The PDF pattern is available for download. It is available in eight sizes from a size 8 to a size 20, ready to sew, seam allowances included.
It's up to you to choose your fabric, printed or not printed, at your local craft shop for example, to make this dress in a flash!
You can start taking sewing classes Glasgow here.
A Beginner's Guide to Fabric Baskets
For this tutorial, we turned to the blog Threading My Way and her baskets in fun fabrics. Of course, if you are not a fan of these prints, nothing is stopping you from opting for plain cotton for a more traditional look.

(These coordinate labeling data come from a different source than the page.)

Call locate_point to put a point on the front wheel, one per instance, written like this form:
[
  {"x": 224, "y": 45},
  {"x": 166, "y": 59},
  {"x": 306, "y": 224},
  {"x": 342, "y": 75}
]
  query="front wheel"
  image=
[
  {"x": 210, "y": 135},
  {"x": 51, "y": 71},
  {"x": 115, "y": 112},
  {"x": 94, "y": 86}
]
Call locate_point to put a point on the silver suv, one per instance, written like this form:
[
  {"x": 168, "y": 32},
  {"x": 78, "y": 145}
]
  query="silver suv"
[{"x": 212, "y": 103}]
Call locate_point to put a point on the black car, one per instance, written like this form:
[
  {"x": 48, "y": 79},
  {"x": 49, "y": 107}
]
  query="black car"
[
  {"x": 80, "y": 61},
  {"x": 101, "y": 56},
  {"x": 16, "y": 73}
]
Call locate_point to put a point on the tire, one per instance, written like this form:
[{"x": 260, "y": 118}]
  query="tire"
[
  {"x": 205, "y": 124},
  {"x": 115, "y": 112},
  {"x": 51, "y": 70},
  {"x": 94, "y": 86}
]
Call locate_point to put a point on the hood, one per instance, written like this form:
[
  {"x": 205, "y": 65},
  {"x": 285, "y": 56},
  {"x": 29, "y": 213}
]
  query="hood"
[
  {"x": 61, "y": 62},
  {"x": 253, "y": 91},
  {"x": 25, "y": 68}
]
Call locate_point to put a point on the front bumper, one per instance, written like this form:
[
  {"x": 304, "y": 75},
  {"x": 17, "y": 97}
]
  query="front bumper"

- 2 pieces 10 inches x 8 inches - main colour for the outside of the bag
- 2 pieces 10 inches x 8 inches - contrast colour for the lining
- 2 pieces 10 inches x 8 inches - interfacing
- Matching thread.
- Sew the interfacing to the wrong side of each outside piece of fabric. Sew close to the edge of the fabric.
- With right sides of the main fabric together, sew the side and bottom seams.
- Make boxed corners.
- Mark out 1.5 inch from the corner seam in both directions and on both sides.
- Pull out the sides of your bag and place one seam on top of the other seam.
- Put your pin through the top mark. If the pin comes out through the mark on the other side, your boxed corner will line up.
- Take the pin out and hold the fabric in place. With a ruler, draw a line across the fabric and sew across the line.
- Cut the fabric and neaten. Repeat for the other side.
- Sew the two side seams.
- Sew the bottom seam, leaving a gap of 3 inches.
- Make boxed corners as per the outside of the bag.
- Turn the bag right side out:
- Attach the lining to the outside of the bag
- Turn the bag right side out:
- Push the lining back into the bag.
- Topstitch 1/8inch (3mm) from the edge, around the top of the bag.
- Fold over the top about 1.5".
And there you go! Now you've got yourself a new sewing box.
Discover how you can learn to sew anything fast!
- To learn how to sew quickly you must start with the basics just as you would when learning to dance or play an instrument. Although it may seem daunting at first, all learning requires hard-work and discipline. This is how you improve. If you need extra help, consider taking classes online or locally.
- Sewing a pillowcase, tote bag, or pouch can be fun, as well as teaching you how to sew correctly, how to use your sewing machine properly, how to cut patterns, or how to make a zigzag stitch.
- Before moving on to more complicated tasks, get your head around the simple things and redecorate your home with baskets or make someone's day with a handmade swing dress.